Eine Rakete ist eine Waffe, die die Fähigkeit zum Hochgeschwindigkeitsflug hat und bei der ein Eigenantrieb zum Einsatz kommt, wie etwa ein Strahltriebwerk. Im modernen Sprachgebrauch bezieht sich die Bezeichnung in der Regel auf Lenkraketen oder Raketen, die in der Lage sind, ihre Flugbahn während des Fluges zu modifizieren, um das Ziel präzise zu treffen.
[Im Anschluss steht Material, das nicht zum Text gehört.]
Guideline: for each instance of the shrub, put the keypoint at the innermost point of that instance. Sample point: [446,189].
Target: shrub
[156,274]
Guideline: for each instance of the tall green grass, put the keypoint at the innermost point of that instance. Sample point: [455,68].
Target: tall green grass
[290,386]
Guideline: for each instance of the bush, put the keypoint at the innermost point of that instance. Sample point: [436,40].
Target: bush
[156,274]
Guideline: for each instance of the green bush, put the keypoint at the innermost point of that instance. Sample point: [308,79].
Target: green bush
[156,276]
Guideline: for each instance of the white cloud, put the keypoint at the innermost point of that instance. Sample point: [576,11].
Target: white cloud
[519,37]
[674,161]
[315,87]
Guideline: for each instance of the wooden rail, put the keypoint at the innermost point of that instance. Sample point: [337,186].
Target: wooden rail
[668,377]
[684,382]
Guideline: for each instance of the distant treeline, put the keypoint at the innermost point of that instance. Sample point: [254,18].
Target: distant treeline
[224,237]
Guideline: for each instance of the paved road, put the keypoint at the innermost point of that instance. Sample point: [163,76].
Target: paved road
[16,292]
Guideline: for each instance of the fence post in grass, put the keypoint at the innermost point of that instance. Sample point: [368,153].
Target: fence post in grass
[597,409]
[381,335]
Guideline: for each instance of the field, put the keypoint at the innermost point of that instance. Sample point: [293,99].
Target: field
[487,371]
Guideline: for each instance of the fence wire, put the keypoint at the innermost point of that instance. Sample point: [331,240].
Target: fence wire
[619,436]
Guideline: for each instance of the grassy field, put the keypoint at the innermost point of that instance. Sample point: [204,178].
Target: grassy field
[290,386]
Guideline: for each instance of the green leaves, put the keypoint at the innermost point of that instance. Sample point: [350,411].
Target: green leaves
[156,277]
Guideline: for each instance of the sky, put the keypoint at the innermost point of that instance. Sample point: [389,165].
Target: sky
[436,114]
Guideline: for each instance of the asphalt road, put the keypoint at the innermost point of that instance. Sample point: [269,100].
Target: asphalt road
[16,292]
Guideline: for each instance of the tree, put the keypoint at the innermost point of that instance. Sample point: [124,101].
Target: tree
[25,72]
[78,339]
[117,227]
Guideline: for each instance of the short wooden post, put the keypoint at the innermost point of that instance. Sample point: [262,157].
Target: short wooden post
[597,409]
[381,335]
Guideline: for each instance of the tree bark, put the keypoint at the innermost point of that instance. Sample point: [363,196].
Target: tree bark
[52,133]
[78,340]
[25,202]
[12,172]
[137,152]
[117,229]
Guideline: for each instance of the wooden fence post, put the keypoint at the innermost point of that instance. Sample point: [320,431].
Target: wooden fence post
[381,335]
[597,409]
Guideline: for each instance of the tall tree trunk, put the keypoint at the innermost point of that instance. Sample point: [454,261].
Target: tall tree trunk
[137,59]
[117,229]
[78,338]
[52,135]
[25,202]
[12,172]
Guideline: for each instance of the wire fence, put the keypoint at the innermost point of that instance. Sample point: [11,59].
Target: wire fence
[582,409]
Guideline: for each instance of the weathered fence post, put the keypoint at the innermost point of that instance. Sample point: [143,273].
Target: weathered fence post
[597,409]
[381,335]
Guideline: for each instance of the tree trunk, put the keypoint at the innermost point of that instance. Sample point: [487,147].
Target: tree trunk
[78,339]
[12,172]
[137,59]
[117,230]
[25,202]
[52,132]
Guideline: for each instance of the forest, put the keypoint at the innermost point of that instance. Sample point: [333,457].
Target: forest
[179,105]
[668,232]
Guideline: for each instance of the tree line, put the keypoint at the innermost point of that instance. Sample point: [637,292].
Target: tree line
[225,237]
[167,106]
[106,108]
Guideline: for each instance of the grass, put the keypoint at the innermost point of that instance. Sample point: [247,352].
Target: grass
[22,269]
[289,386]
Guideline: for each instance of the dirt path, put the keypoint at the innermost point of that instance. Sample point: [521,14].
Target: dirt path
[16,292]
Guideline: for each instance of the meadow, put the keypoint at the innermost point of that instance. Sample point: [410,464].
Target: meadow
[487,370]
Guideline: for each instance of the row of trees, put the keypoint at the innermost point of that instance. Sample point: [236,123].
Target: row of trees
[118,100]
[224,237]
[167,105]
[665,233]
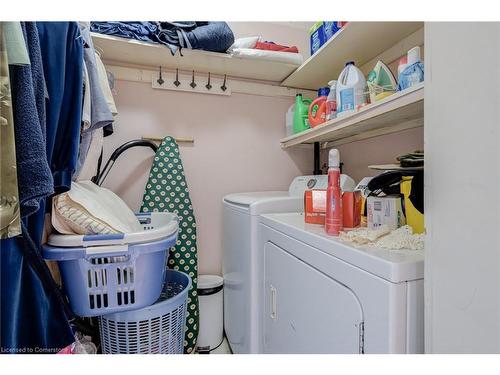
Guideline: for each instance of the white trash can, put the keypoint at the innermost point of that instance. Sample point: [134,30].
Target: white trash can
[210,296]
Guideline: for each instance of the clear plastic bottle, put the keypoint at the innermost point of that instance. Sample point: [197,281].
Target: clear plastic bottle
[350,89]
[331,101]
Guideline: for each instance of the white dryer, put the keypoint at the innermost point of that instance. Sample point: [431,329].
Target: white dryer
[324,296]
[243,261]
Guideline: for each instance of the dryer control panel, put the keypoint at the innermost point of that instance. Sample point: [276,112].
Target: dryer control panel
[303,183]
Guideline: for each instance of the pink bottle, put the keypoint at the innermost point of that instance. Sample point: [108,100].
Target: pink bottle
[333,219]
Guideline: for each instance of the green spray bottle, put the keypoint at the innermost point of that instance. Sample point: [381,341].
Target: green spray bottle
[300,114]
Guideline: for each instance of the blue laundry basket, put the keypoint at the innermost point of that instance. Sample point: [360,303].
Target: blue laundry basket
[108,273]
[157,329]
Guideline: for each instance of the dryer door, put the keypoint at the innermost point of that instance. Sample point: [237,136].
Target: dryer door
[307,311]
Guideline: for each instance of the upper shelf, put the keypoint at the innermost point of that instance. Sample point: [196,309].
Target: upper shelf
[118,51]
[357,41]
[400,111]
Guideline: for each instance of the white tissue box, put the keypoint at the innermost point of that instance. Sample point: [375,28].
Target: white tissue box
[386,210]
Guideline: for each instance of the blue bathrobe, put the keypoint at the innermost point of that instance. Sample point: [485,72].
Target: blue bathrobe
[34,318]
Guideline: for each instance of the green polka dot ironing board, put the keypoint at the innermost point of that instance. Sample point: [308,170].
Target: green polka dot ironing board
[166,190]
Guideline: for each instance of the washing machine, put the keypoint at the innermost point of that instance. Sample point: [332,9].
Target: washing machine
[242,259]
[324,296]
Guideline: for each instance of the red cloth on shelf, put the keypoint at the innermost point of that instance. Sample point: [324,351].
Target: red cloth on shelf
[268,46]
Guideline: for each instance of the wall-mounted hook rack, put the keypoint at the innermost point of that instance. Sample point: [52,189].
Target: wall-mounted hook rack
[208,85]
[177,82]
[217,85]
[224,87]
[160,79]
[193,83]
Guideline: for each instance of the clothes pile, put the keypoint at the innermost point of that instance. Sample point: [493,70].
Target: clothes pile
[255,48]
[401,238]
[208,36]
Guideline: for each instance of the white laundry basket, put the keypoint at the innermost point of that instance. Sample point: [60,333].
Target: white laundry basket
[210,296]
[156,329]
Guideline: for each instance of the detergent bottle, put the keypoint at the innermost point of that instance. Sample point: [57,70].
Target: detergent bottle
[350,89]
[317,109]
[331,101]
[300,112]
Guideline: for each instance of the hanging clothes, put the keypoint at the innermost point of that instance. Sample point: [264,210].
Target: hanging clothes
[62,56]
[28,99]
[15,44]
[167,190]
[34,313]
[10,218]
[101,115]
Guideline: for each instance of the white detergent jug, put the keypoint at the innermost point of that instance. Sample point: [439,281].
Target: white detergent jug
[350,89]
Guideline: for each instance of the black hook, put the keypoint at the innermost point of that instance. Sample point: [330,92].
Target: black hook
[193,83]
[224,87]
[176,82]
[160,79]
[208,85]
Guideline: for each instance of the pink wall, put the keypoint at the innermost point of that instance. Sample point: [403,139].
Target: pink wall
[357,156]
[236,149]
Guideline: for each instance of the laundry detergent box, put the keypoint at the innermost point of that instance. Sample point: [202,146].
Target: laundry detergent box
[317,36]
[386,210]
[315,206]
[331,28]
[351,209]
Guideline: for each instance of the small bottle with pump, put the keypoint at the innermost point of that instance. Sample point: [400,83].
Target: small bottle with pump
[333,218]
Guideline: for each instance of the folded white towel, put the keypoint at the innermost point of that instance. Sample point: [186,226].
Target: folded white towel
[91,209]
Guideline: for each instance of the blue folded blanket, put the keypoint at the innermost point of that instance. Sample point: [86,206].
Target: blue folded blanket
[208,36]
[133,30]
Lenkraketen lassen sich aufgrund ihrer Lenksysteme (ferngesteuert oder autonom gesteuert) kategorisieren. Grundsätzlich besteht eine Rakete aus einem Antriebssystem, einem Führungssystem, einem Kalibrierungs-/Stabilisierungssystem, aus Explosiva/Zündern sowie dem Raketenrumpf, in dem die genannten Teile der Rakete untergebracht sind. Raketen, die Ziele zwischen 1.000 und 5.500 km Entfernung erreichen können, werden als Mittelstreckenraketen bezeichnet, während solche mit einer Reichweite zwischen 500 und 1.000 km als Kurzstreckenraketen bezeichnet werden. (Definition: Washingtoner Vertrag über nukleare Mittelstreckensysteme (INF), 1987).

Somit ist eine Rakete ein Fluggerät, das Waffen tragen kann, normalerweise Bomben oder Explosiva, und das seine Flugbahn beeinflussen kann, um ein unbewegliches oder bewegliches Ziel präzise zu treffen. Daher macht eine Diskussion über das nukleare Potential wenig Sinn ohne eine Diskussion der Leistungsfähigkeit der Trägersysteme: der Raketen. Auch eine technisch äußerst ausgereifte Atombombe wäre unbrauchbar ohne ein Trägersystem, das sie präzise zu ihrem Ziel transportiert. Daher bezieht sich die Bezeichnung „Nuklearwaffe“ gemeinhin auf eine Rakete, die mit einem oder mehreren Nuklearsprengköpfen ausgerüstet ist. Raketen können sich im Hinblick auf ihre Reichweite unterscheiden: Das Spektrum reicht von Kurzstreckenraketen bis hin zu Interkontinentalraketen (Intercontinental Ballistic Missiles), die auf der anderen Seite des Globus befindliche Ziele treffen können. Raketen können von einem festen Startplatz, von Eisenbahnwagons, Lastwagen, Flugzeugen, Kriegsschiffen und U-Booten aus gestartet werden. Es gibt sogar tragbare Raketen, die von einzelnen Personen transportiert und gestartet werden können.
Wenn man über das Nuklearraketenpotential Nordkoreas spricht, denkt man in der Regel an strategische Waffen, besonders an ballistische Mittelstreckenraketen.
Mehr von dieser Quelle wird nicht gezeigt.